Were ya'll trolling or fishing minnows? We fished sometime around Thanksgiving and it was real slow also. The wind was blowing so hard that we couldn't keep our speed right. Finally tied on some crank baits and started trolling with the outboard and within 10 minutes we were hooked up. Fought something for about 5 minutes while it was screaming drag and made a hard run and snapped our line. Needless to say we've bought more cranks and will be back very soon! It had to of been a good striper :thumbup:


----------



## in the boat (Mar 5, 2010)

skiff89_jr said:


> Were ya'll trolling or fishing minnows? We fished sometime around Thanksgiving and it was real slow also.
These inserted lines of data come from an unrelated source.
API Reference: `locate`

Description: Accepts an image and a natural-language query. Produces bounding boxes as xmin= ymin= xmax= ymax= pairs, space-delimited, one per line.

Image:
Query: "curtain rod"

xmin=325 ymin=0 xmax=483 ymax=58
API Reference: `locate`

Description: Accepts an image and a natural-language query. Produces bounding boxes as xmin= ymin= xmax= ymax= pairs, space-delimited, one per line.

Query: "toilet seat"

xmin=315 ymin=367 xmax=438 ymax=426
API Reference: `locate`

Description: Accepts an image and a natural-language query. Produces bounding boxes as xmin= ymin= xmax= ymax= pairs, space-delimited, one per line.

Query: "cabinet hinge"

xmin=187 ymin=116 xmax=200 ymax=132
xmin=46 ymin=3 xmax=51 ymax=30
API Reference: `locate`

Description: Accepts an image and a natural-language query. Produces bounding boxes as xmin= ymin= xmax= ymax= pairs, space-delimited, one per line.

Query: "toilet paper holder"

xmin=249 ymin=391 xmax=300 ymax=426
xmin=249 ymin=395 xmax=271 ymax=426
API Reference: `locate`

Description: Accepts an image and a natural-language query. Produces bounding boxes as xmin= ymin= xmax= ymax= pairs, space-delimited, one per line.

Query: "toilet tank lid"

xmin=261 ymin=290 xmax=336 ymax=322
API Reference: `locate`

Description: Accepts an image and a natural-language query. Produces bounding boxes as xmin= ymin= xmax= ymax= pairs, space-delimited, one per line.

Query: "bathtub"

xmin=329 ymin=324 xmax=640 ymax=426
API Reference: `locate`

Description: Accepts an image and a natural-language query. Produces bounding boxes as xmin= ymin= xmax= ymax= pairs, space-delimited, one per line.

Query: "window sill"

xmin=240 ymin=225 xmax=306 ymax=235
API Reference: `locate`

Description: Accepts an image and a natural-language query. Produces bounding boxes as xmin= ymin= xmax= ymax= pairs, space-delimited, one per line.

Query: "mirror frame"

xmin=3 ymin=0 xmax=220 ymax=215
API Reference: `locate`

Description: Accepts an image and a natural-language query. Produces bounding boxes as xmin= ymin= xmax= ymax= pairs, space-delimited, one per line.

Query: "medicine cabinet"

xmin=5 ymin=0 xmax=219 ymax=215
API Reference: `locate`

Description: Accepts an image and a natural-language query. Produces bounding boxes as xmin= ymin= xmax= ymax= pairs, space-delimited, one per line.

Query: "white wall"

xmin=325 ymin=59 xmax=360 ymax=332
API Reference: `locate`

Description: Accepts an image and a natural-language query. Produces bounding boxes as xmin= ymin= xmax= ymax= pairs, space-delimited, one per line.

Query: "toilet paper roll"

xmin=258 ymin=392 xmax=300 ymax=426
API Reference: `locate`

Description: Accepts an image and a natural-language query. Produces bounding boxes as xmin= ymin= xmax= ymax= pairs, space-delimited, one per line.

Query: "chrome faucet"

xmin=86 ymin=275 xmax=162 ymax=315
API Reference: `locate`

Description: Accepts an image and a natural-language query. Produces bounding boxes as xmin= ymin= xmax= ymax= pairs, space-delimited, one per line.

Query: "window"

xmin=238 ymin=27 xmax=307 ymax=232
The wind was blowing so hard that we couldn't keep our speed right. Finally tied on some crank baits and started trolling with the outboard and within 10 minutes we were hooked up. Fought something for about 5 minutes while it was screaming drag and made a hard run and snapped our line. Needless to say we've bought more cranks and will be back very soon! It had to of been a good striper :thumbup:


We tried the trolling with very little luck. switched to minnows and it got a little better but still slow. The wife caught her bass on a crank bait. They have some awesome stripes there. If you have any bucktail jigs try giving them a troll through.:thumbsup:


----------



## skiff89_jr (Apr 1, 2011)

Yeah we got a few buck tails to troll with. Should I tail the jigs? If so what with?


----------